If you are happy writing your own scripts to control the instruments this is the way I would go. If you want the 'virtual instrument display' offered by the Web interface this would be a lot more work to replicate.

Reply to
RBlack

Dunsmore's bridge has unequal legs to achieve low loss. One leg has non-ideal ferrite, and the matching leg cannot do anything to cancel that.
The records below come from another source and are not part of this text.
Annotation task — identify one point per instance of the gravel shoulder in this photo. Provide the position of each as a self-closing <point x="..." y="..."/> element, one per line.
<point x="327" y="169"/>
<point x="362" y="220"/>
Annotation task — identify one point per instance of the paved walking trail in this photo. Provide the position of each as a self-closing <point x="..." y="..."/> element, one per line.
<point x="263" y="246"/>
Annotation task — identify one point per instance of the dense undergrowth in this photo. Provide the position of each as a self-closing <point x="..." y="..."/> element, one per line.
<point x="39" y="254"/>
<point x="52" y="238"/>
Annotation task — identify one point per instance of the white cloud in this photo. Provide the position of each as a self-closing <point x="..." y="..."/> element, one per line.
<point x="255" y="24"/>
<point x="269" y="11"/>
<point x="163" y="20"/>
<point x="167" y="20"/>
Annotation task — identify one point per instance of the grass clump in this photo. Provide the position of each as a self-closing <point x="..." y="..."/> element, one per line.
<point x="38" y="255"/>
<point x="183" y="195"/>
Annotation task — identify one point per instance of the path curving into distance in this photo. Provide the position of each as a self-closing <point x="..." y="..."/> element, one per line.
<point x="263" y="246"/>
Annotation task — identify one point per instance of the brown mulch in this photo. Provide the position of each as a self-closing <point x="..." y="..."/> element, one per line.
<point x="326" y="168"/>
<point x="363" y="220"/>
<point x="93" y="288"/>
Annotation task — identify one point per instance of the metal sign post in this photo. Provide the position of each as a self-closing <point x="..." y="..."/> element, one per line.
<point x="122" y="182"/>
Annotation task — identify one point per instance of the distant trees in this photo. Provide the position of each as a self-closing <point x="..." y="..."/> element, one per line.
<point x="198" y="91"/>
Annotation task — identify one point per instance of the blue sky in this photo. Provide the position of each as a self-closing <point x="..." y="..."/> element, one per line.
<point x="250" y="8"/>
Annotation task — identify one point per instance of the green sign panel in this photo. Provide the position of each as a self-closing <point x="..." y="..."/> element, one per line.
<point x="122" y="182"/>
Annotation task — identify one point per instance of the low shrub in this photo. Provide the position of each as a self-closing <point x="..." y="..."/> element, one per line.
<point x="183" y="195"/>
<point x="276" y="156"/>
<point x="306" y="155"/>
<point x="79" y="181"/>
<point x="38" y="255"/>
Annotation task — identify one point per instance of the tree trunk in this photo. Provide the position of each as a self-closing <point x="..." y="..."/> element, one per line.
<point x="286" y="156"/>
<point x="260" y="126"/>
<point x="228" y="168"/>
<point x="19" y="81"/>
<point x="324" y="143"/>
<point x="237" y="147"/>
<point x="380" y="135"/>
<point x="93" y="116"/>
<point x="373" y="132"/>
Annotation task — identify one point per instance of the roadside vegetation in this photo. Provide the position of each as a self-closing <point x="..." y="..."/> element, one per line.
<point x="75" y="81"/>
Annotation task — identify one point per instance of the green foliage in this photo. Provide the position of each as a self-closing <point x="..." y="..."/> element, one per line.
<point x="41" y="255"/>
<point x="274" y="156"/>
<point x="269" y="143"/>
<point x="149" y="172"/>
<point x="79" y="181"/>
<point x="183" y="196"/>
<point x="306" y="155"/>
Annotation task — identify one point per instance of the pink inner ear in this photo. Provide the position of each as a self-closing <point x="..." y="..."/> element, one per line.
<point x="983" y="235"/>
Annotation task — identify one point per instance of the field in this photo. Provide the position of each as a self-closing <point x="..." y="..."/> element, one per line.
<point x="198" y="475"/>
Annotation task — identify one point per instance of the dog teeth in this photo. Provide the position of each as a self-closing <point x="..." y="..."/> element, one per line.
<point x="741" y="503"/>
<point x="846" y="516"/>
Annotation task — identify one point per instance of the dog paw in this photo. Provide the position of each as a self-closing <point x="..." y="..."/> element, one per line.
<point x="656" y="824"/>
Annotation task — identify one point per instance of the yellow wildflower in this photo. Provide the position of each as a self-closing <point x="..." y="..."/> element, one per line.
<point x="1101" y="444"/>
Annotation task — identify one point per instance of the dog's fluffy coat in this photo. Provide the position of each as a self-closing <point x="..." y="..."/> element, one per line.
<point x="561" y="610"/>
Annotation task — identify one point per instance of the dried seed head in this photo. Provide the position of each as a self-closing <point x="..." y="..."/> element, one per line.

Paul McMahon VK3DIP figured out that you can cancel the non-ideal reactance of the ferrite, but it only works for an equal-sided bridge (6dB loss). This product I have is an incorrectly-constructed clone of a Ukrainian version of Paul's design. After fitting the missing link to correct the circuit, and changing the

100R resistor pairs to 50R, replacing the badly-fitted coax to semi-rigid line, etc, it had directivity better than 45dB from 300KHz to 320MHz, 40dB to 600MHz, 30dB to about 1GHz, and still almost 20dB at 2.4GHz. Gotta be pretty happy at that price! Smaller and better geometry (0402 resistors, etc) can push the top end way up - this was poorly constructed on FR4.

Clifford Heath.

Reply to
Clifford Heath

Yes, that's the way I see things too. If the instrument has a LAN port, use it. If the instrument has only GPIB, use a Prologix GPIB-Ethernet adapter and proceed as before. I'm very happy with that little gadget. I used to have a National Instruments GPIB ethernet bridge. That was expensive, required a proprietary driver and associated API library and stopped working after an OS update. Never again.

I write my own scripts. Some instruments have weirdnesses making life a little harder, but I always end up making things work.

Jeroen Belleman

Reply to
Jeroen Belleman

When did this happen ?

Now take that date and remember it.

Now go to the thingie in Windows and find out whenever whatever update happened that coincides with the date of your problem.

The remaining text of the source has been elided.